Nomad License: MPL 2.0 Discuss

HashiCorp Nomad logo

Nomad is a simple and flexible workload orchestrator to deploy and manage containers (docker, podman), non-containerized applications (executable, Java), and virtual machines (qemu) across on-prem and clouds at scale.

Nomad is supported on Linux, Windows, and macOS. A commercial version of Nomad, Nomad Enterprise, is also available.

Nomad provides several key features:

  • Deploy Containers and Legacy Applications: Nomads flexibility as an orchestrator enables an organization to run containers, legacy, and batch applications together on the same infrastructure. Nomad brings core orchestration benefits to legacy applications without needing to containerize via pluggable task drivers.

  • Simple & Reliable: Nomad runs as a single binary and is entirely self contained - combining resource management and scheduling into a single system. Nomad does not require any external services for storage or coordination. Nomad automatically handles application, node, and driver failures. Nomad is distributed and resilient, using leader election and state replication to provide high availability in the event of failures.

  • Device Plugins & GPU Support: Nomad offers built-in support for GPU workloads such as machine learning (ML) and artificial intelligence (AI). Nomad uses device plugins to automatically detect and utilize resources from hardware devices such as GPU, FPGAs, and TPUs.

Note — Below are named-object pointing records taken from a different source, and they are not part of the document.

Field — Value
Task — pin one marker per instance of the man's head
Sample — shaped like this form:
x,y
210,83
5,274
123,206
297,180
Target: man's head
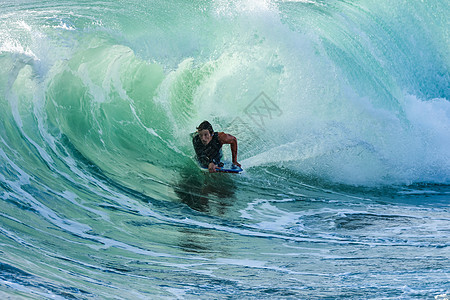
x,y
205,132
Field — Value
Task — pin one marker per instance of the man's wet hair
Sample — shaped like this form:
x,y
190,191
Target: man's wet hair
x,y
205,125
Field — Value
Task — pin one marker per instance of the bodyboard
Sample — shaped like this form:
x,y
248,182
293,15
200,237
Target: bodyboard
x,y
228,167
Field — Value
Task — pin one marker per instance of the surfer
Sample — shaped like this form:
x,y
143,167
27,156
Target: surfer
x,y
208,146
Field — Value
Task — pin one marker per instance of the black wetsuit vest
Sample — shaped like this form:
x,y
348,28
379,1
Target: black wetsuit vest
x,y
212,152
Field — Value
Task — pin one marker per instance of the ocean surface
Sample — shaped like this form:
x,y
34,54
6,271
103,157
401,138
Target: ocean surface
x,y
342,113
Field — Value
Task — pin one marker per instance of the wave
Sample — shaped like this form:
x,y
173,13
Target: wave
x,y
355,93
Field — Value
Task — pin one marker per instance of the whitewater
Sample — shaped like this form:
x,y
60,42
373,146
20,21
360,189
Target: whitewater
x,y
341,110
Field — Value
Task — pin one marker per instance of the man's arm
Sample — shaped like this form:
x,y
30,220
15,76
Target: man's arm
x,y
225,138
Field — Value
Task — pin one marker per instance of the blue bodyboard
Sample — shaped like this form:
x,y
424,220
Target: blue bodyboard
x,y
228,167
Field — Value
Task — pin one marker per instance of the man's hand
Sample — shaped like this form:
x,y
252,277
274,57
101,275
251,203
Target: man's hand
x,y
212,167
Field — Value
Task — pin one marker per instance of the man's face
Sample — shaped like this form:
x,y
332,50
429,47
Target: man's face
x,y
205,136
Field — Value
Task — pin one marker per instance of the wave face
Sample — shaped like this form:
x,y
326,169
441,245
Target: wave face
x,y
341,110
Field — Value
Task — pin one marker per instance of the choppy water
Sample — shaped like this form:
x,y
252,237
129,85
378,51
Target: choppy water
x,y
341,110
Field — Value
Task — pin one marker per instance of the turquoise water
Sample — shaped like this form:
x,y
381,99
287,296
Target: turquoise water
x,y
341,110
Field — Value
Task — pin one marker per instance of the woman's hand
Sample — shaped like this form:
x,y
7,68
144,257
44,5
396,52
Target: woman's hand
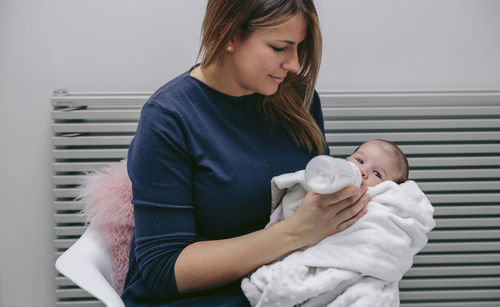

  • Federation for Multi-Region, Multi-Cloud: Nomad was designed to support infrastructure at a global scale. Nomad supports federation out-of-the-box and can deploy applications across multiple regions and clouds.

  • Proven Scalability: Nomad is optimistically concurrent, which increases throughput and reduces latency for workloads. Nomad has been proven to scale to clusters of 10K+ nodes in real-world production environments.

  • HashiCorp Ecosystem: Nomad integrates seamlessly with Terraform, Consul, Vault for provisioning, service discovery, and secrets management.

Quick Start

Testing

See Learn: Getting Started for instructions on setting up a local Nomad cluster for non-production use.

Optionally, find Terraform manifests for bringing up a development Nomad cluster on a public cloud in the terraform directory.

Production

See Learn: Nomad Reference Architecture for recommended practices and a reference architecture for production deployments.

Documentation

Full, comprehensive documentation is available on the Nomad website: https://www.nomadproject.io/docs

Guides are available on HashiCorp Learn.

Contributing

See the contributing directory for more developer documentation.